Lorsque, de temps à autre, les fonds publics financent une comédie légère qui ne réinvente pas la roue, je me dis que c'est l'argent des taxes de Kevin qui a payé. Parce que Kevin aussi a droit à son cinéma québécois.

N'en déplaise aux critiques, une cinématographie nationale doit être vue et aimée par l'ensemble de la population qu'elle dessert. Sinon, c'est une coquille vide.

Ce qui signifie qu'à l'occasion, l'argent des taxes de Kevin peut servir à financer des Filière 13, des Elvis Gratton III et des Cruising Bar 2.

Ce n'est pas la fin du monde. C'est nous. C'est le Québec. Et il est illusoire de penser que des fonds publics peuvent transformer des Kevin en fins cinéphiles.

Si Kevin n'a pas les films qu'il veut, il choisira le dernier blockbuster américain en 3D. Voilà pourquoi on a eu raison de subventionner le film de Patrick Huard.

Maintenant, tout est dans la dose.

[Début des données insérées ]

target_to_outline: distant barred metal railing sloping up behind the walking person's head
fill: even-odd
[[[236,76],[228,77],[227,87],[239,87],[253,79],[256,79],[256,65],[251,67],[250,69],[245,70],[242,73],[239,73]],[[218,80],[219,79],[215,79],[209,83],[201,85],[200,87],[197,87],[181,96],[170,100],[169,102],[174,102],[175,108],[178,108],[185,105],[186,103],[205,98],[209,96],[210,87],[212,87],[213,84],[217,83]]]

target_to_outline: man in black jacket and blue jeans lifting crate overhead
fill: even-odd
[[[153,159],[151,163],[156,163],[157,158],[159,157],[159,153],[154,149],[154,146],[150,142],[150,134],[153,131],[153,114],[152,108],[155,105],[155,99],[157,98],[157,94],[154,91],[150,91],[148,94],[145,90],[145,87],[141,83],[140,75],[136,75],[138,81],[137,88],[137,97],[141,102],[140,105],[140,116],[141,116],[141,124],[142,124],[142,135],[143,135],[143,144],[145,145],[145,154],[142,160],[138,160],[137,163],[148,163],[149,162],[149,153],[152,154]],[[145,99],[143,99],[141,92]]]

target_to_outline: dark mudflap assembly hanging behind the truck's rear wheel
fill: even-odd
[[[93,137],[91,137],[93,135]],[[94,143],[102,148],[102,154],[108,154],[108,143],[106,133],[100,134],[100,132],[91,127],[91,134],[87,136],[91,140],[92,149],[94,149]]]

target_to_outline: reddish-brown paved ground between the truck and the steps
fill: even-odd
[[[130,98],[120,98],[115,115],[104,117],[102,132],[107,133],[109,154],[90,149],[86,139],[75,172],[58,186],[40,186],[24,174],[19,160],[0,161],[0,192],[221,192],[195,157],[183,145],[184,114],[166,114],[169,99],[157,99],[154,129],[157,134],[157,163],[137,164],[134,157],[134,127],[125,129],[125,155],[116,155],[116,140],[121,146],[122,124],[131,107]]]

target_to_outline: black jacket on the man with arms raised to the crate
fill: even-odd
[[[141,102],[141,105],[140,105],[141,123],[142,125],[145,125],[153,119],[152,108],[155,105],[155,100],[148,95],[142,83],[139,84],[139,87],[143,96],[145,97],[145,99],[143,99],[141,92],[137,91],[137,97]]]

Nos fonds publics doivent aussi financer des cinéastes de talent, à la vision d'auteur originale. Ceux que paieront les taxes des Marc Cassivi de ce monde. C'est entendu.

Le cinéma québécois se porte mieux depuis quelques années, justement parce que le financement est mieux équilibré.

On finance aujourd'hui des ouvres commerciales, tout comme des films moins accessibles.

C'est pour cette raison que le grand public s'est réapproprié un cinéma qui, reculons quelques dizaines d'années dans le passé, n'attirait pas grand monde.

Aujourd'hui, on ne va plus voir des films québécois par pitié. C'est dans ce terreau que peuvent pousser des ouvres plus audacieuses.

Vous ne me verrez donc pas à la manifestation contre les subventions accordées à Patrick Huard.

Si vous cherchez une cause qui implique du gaspillage éhonté de fonds publics, je vous suggère de regarder ailleurs.

Québec va dépenser 700 millions de nos dollars pour grossir le lettrage des panneaux routiers. Voilà qui vaut une manif.

Le gouvernement Harper va dépenser notre argent pour mener un recensement "avec formulaire volontaire". Recensement qui, selon les experts, n'aura aucune valeur scientifique. Voilà ce qu'on appelle "jeter de l'argent par les fenêtres".

Alors, laissons Kevin aller au cinéma, et occupons-nous des vrais scandales.